The latest stage of this long history came with the publication of four volumes of the so-called "Black Notebooks," edited by Peter Trawny, director of the Martin Heidegger Institute in Wuppertal. In tandem with his editorial labors, Trawny also published a short book that offered a critical reading of the notebooks, a gesture that has shaped the reception and interpretation of these works and of Heidegger scholarship in general. This book, Heidegger and the Myth of the Jewish World Conspiracy (2014), has provoked its own kind of fevered reaction, and the effect of Trawny's double labors as writer and editor has yielded a new kind of crisis-mentality that has shaken Heidegger scholarship to its core. Whether one is troubled or encouraged by this plight tells us much of what one thinks of philosophy itself as a comportment and as a lived mode of questioning.
Since philosophy begins in aporia, we should, I believe, welcome this new iteration of Heidegger crisis as part of an ongoing and continuous struggle to come to terms with the meaning of Heidegger's work for our own situation. This means concretely locating such work factically in a world where democratic values about equality, justice, and freedom continue to be undermined by the burden of racial oppression, gender inequality, and supremacist dogmas that come to us from within philosophy's own history. The issue of Heidegger's racism has become the latest piece of a massive puzzle within that history. It points to nothing less than the ongoing need to interrogate the entire history of philosophy for its own imbricated relation to the discourses of oppression, ignorance, and malevolence. It is against and within such a tradition that the latest Heidegger crisis needs to be situated.

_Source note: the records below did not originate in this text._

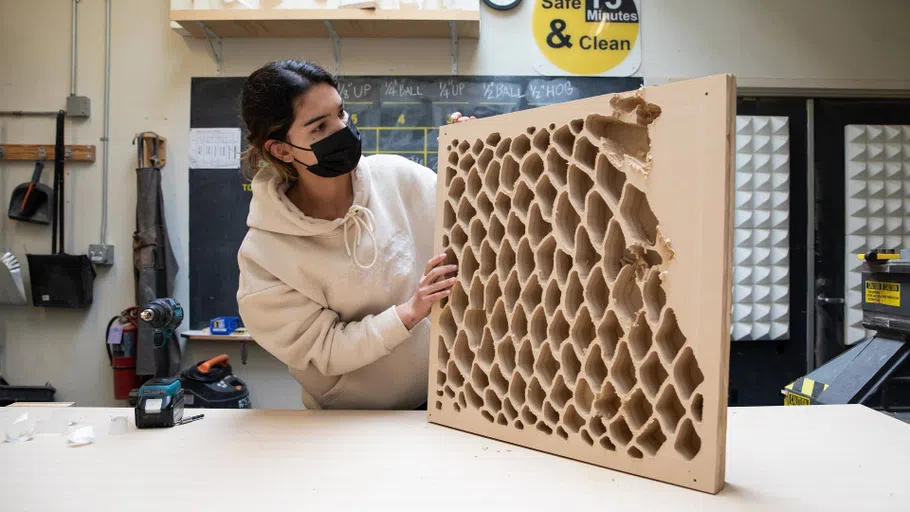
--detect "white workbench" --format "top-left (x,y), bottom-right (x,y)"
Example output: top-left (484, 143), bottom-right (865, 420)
top-left (0, 405), bottom-right (910, 512)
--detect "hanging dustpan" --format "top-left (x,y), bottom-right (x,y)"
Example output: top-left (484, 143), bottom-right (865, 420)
top-left (7, 160), bottom-right (54, 224)
top-left (0, 253), bottom-right (26, 305)
top-left (26, 110), bottom-right (95, 308)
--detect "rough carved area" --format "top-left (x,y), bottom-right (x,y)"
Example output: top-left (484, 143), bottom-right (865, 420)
top-left (433, 99), bottom-right (705, 474)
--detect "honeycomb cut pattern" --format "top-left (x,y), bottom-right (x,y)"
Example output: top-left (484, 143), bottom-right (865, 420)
top-left (431, 110), bottom-right (704, 461)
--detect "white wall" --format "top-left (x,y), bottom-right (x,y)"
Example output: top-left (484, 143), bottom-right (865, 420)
top-left (0, 0), bottom-right (910, 407)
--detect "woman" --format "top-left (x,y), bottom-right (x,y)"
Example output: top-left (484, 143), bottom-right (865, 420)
top-left (237, 60), bottom-right (465, 409)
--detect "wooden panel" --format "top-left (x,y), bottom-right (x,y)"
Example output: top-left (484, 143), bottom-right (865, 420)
top-left (0, 144), bottom-right (95, 163)
top-left (428, 76), bottom-right (735, 493)
top-left (171, 9), bottom-right (480, 39)
top-left (0, 404), bottom-right (910, 512)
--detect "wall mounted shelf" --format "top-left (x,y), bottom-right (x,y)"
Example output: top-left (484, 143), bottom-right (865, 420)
top-left (171, 9), bottom-right (480, 39)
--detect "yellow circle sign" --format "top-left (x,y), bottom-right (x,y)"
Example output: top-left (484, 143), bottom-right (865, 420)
top-left (531, 0), bottom-right (641, 75)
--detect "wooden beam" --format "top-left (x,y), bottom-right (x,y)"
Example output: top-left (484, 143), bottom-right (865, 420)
top-left (0, 144), bottom-right (95, 163)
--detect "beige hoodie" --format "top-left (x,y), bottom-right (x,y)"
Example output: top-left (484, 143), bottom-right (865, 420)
top-left (237, 155), bottom-right (436, 409)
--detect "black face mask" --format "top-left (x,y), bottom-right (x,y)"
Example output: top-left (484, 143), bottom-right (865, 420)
top-left (287, 118), bottom-right (361, 178)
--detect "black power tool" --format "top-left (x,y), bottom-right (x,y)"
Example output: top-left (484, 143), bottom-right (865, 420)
top-left (135, 299), bottom-right (184, 428)
top-left (180, 354), bottom-right (252, 409)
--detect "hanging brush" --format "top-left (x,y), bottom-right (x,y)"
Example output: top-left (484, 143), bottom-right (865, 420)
top-left (0, 252), bottom-right (26, 305)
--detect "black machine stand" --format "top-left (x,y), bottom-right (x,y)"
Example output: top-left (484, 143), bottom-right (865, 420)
top-left (782, 250), bottom-right (910, 412)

The four volumes of the Black Notebooks that have appeared thus far come to us as a new genre within Heidegger's writings. Unlike the published texts, the lecture courses, the seminars, and the correspondence, these notebooks display their own rhetorical character, their own authorial voice, and their own quirks of personality and temperament. The bulk of the entries are shorter than one page and seem written under the aura of a kind of Nietzschean self-examination: the philosophical aphorism admixed with contemporary historical observations. Though their original title was Überlegungen (Ponderings/Considerations), one might better characterize them as Klagen (complaints or grievances). In the almost 1800 pages of German text, the reader is barraged by Heidegger's carping protestations against everything from the collapse of the German university, the superficiality of the sciences, the nihilism of Christianity, the barbarism of modern culture, the dangers of Bolshevism, Americanism, and modern liberal democracy -- and, as if inevitably, we also find there a range of bitter and ressentiment-laden observations about modern Jewry. For those who have read the Black Notebooks, these remarks prove iniquitous and indefensible in any possible way. Nonetheless, they comprise only one piece of a larger landscape of Heideggerian prejudices that, I believe, need to be considered as part of his apocalyptic-eschatological vision of a modernity confronting its end.

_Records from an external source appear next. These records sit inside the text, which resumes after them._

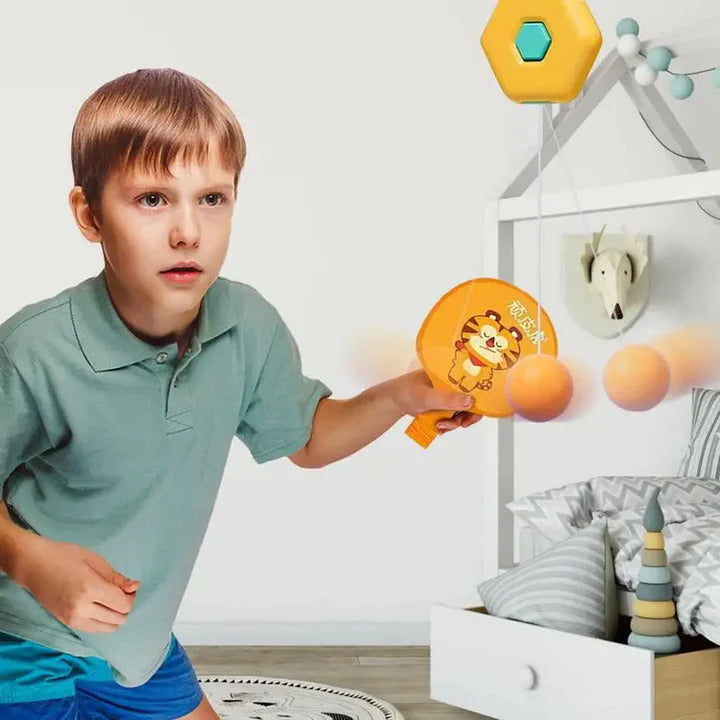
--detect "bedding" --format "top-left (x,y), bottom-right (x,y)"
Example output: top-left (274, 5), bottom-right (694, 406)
top-left (508, 476), bottom-right (720, 645)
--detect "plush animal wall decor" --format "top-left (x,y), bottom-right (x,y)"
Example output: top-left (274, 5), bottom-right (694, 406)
top-left (561, 228), bottom-right (650, 338)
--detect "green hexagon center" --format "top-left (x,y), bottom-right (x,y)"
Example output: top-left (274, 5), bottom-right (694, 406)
top-left (515, 22), bottom-right (552, 62)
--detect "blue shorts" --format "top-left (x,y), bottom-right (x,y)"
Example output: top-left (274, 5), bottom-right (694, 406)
top-left (0, 632), bottom-right (203, 720)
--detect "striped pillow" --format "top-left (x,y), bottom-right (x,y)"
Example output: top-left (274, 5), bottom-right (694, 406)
top-left (477, 520), bottom-right (618, 640)
top-left (678, 388), bottom-right (720, 480)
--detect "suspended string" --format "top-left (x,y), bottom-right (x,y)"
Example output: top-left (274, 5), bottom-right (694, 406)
top-left (537, 103), bottom-right (552, 354)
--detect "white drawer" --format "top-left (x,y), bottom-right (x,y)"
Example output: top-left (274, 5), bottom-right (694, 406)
top-left (430, 605), bottom-right (654, 720)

It is against this background that this collection of essays appears. Both Mitchell and Trawny have published widely on Heidegger and have earned respect among their peers for their wide-ranging knowledge of Heidegger's writings. Moreover, in this volume they have assembled a distinguished group of contributors, half of whom are Heidegger specialists and half who address the issue of anti-Semitism as a philosophical problem of race within the larger tradition. In their "Editor's Introduction" we learn that the bulk of these essays were presented at a conference at Emory University in September 2014 focused on Heidegger and the Black Notebooks. As the editors themselves acknowledge, "the first group of articles deals with topics within the Black Notebooks and their operative contexts, the second group focuses on issues in assessment more broadly" (xxvi).

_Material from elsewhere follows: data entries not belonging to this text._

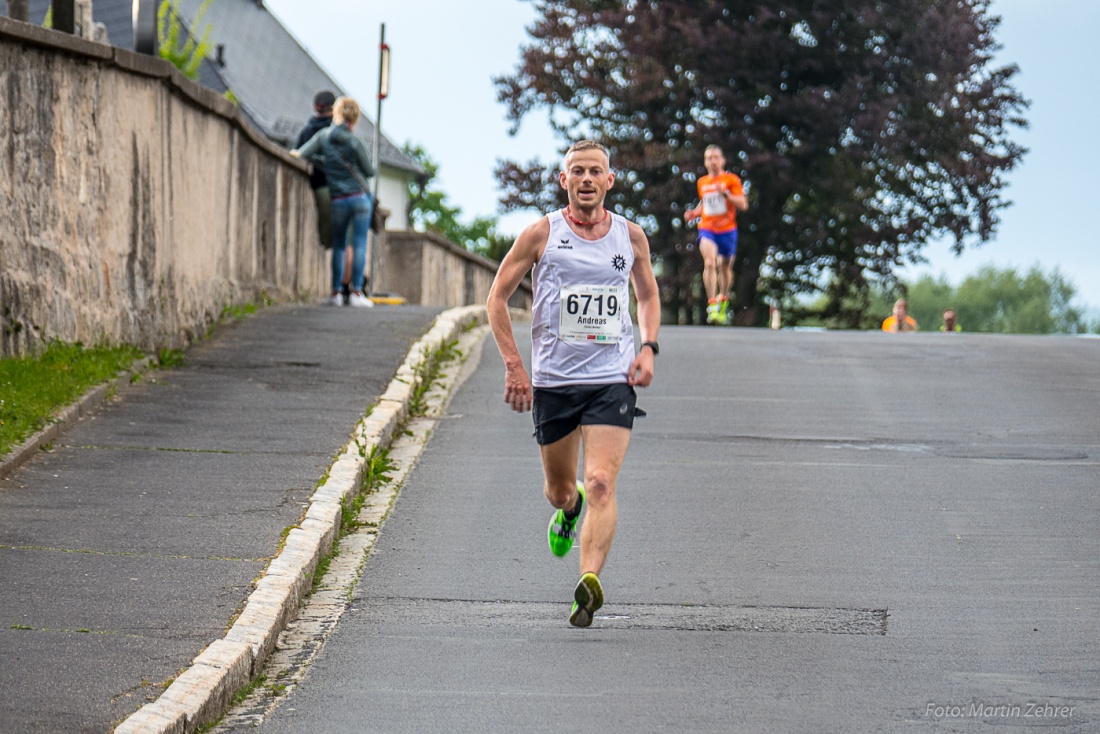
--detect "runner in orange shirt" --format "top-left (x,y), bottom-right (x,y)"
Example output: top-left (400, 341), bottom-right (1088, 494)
top-left (684, 145), bottom-right (749, 324)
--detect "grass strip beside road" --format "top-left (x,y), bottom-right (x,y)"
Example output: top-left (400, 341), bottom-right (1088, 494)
top-left (0, 341), bottom-right (143, 457)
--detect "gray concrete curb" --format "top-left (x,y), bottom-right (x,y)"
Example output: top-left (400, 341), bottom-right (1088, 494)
top-left (0, 357), bottom-right (154, 479)
top-left (114, 306), bottom-right (488, 734)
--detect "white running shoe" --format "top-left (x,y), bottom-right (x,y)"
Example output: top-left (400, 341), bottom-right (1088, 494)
top-left (348, 293), bottom-right (374, 308)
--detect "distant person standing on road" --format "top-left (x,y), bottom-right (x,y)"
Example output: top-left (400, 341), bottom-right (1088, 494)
top-left (684, 145), bottom-right (749, 324)
top-left (487, 141), bottom-right (661, 627)
top-left (939, 308), bottom-right (963, 333)
top-left (294, 89), bottom-right (337, 250)
top-left (882, 298), bottom-right (916, 332)
top-left (298, 97), bottom-right (374, 308)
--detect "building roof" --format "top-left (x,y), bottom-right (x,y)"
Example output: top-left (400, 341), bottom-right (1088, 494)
top-left (29, 0), bottom-right (424, 175)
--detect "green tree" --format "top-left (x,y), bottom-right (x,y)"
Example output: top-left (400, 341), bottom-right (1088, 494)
top-left (497, 0), bottom-right (1027, 327)
top-left (405, 143), bottom-right (515, 262)
top-left (945, 265), bottom-right (1087, 333)
top-left (156, 0), bottom-right (212, 80)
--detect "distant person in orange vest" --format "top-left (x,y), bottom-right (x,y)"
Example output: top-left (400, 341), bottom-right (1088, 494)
top-left (882, 298), bottom-right (916, 331)
top-left (684, 145), bottom-right (749, 324)
top-left (939, 308), bottom-right (963, 333)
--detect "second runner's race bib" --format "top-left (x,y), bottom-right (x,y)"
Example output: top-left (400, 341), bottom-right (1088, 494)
top-left (558, 285), bottom-right (627, 344)
top-left (703, 188), bottom-right (726, 217)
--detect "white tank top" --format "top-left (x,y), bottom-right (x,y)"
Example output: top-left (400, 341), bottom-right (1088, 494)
top-left (531, 210), bottom-right (634, 387)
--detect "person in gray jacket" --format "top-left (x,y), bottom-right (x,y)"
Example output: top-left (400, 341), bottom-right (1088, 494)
top-left (297, 97), bottom-right (374, 308)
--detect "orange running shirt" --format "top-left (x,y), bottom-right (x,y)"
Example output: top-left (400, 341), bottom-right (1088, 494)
top-left (696, 173), bottom-right (745, 234)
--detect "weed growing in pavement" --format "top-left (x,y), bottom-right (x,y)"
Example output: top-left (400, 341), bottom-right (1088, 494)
top-left (0, 341), bottom-right (142, 456)
top-left (340, 447), bottom-right (394, 537)
top-left (409, 339), bottom-right (460, 418)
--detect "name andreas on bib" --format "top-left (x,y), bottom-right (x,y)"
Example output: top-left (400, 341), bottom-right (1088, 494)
top-left (558, 285), bottom-right (626, 344)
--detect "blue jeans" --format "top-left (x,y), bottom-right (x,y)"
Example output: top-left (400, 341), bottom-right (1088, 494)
top-left (332, 194), bottom-right (372, 293)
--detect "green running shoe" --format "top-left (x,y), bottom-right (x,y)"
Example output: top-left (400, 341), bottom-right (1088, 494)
top-left (569, 573), bottom-right (604, 627)
top-left (706, 304), bottom-right (718, 324)
top-left (547, 482), bottom-right (584, 558)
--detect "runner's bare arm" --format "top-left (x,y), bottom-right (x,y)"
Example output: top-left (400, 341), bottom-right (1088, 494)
top-left (627, 222), bottom-right (661, 387)
top-left (486, 217), bottom-right (550, 413)
top-left (722, 188), bottom-right (749, 211)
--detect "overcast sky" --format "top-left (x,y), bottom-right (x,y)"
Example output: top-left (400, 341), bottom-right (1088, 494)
top-left (265, 0), bottom-right (1100, 316)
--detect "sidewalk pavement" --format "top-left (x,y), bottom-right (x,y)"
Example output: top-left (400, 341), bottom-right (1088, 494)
top-left (0, 306), bottom-right (484, 732)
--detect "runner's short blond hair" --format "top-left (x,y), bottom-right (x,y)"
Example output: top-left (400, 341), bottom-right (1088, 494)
top-left (332, 97), bottom-right (359, 125)
top-left (565, 140), bottom-right (612, 167)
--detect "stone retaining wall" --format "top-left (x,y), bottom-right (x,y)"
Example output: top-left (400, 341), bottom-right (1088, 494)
top-left (0, 18), bottom-right (328, 354)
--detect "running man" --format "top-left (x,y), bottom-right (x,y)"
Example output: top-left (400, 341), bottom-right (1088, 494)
top-left (487, 141), bottom-right (661, 627)
top-left (684, 145), bottom-right (749, 324)
top-left (882, 298), bottom-right (916, 333)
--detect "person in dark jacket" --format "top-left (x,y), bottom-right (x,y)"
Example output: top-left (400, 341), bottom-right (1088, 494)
top-left (298, 97), bottom-right (374, 308)
top-left (294, 89), bottom-right (337, 249)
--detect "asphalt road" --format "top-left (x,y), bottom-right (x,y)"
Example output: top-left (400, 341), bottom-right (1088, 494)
top-left (240, 325), bottom-right (1100, 734)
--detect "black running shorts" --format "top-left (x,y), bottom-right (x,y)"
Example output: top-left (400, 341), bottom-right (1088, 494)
top-left (532, 383), bottom-right (646, 446)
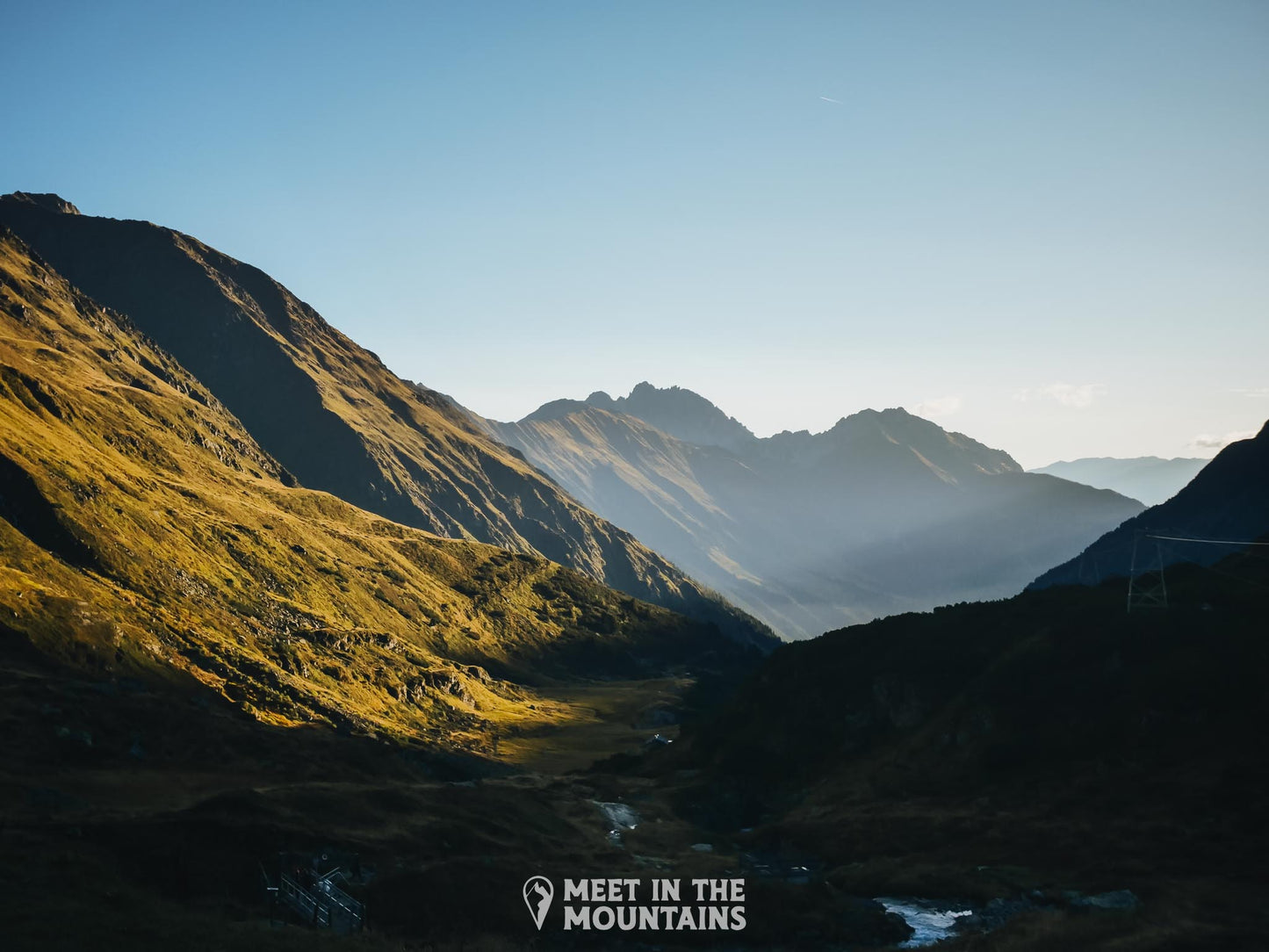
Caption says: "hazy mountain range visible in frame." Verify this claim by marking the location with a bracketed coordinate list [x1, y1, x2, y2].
[476, 383, 1141, 638]
[1032, 424, 1269, 588]
[0, 193, 769, 642]
[1030, 456, 1208, 505]
[0, 194, 1269, 949]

As part of this approach, Sander Gilman's essay provides a helpful account of broadly defined anti-Semitic themes within German culture focusing on topics such as the Jews' nomadism, homelessness, and rootless cosmopolitanism. Against this background, Gilman then attempts to situate Heidegger's anti-Semitism within both the history of German philosophy and within European culture at large. Eduardo Mendieta follows upon this theme by underscoring Heidegger's critique of the Jews in terms of the mathematical-economic rationalism that, as "the embodiment of the domination of calculation and machination" (43), marks them as "worldless." Mendieta goes on to argue that this leads to Heidegger's bestialization of the Jew that situates them in terms of animality. Bettina Bergo's essay, a difficult one, then pursues Heidegger's distinction between Dasein and animals by reading it against the National Socialist biology operative in Heidegger's time. A later essay by Michael Marder reads Heidegger's notebooks in terms of race, nomadism, calculation, and Marx's 1843 essay "On the Jewish Question." While showing important differences between Marx and Heidegger -- especially Marx's reading of the Jewish question in terms of national tradition against Heidegger's characterization of "international Jewry" -- Marder offers a powerful critique of Heidegger's whole approach to the question of the Jews, one that I find gets to the heart of this whole controversy about the Black Notebooks.
As Marder argues, despite his valorization of "the question" as the highest form of thinking, Heidegger fails to question his own most fundamental assumptions about the question of the Jews at all. As Jean-Luc Nancy has put it:
Heidegger could have investigated for himself the reasons and provenance of anti-Semitism. But he didn't . . . This thinker who was so adept at tracing provenances, whether those of the Greek language or those of modern (technical, democratic, calculating) devastation, did not ask himself where anti-Semitism could have come from.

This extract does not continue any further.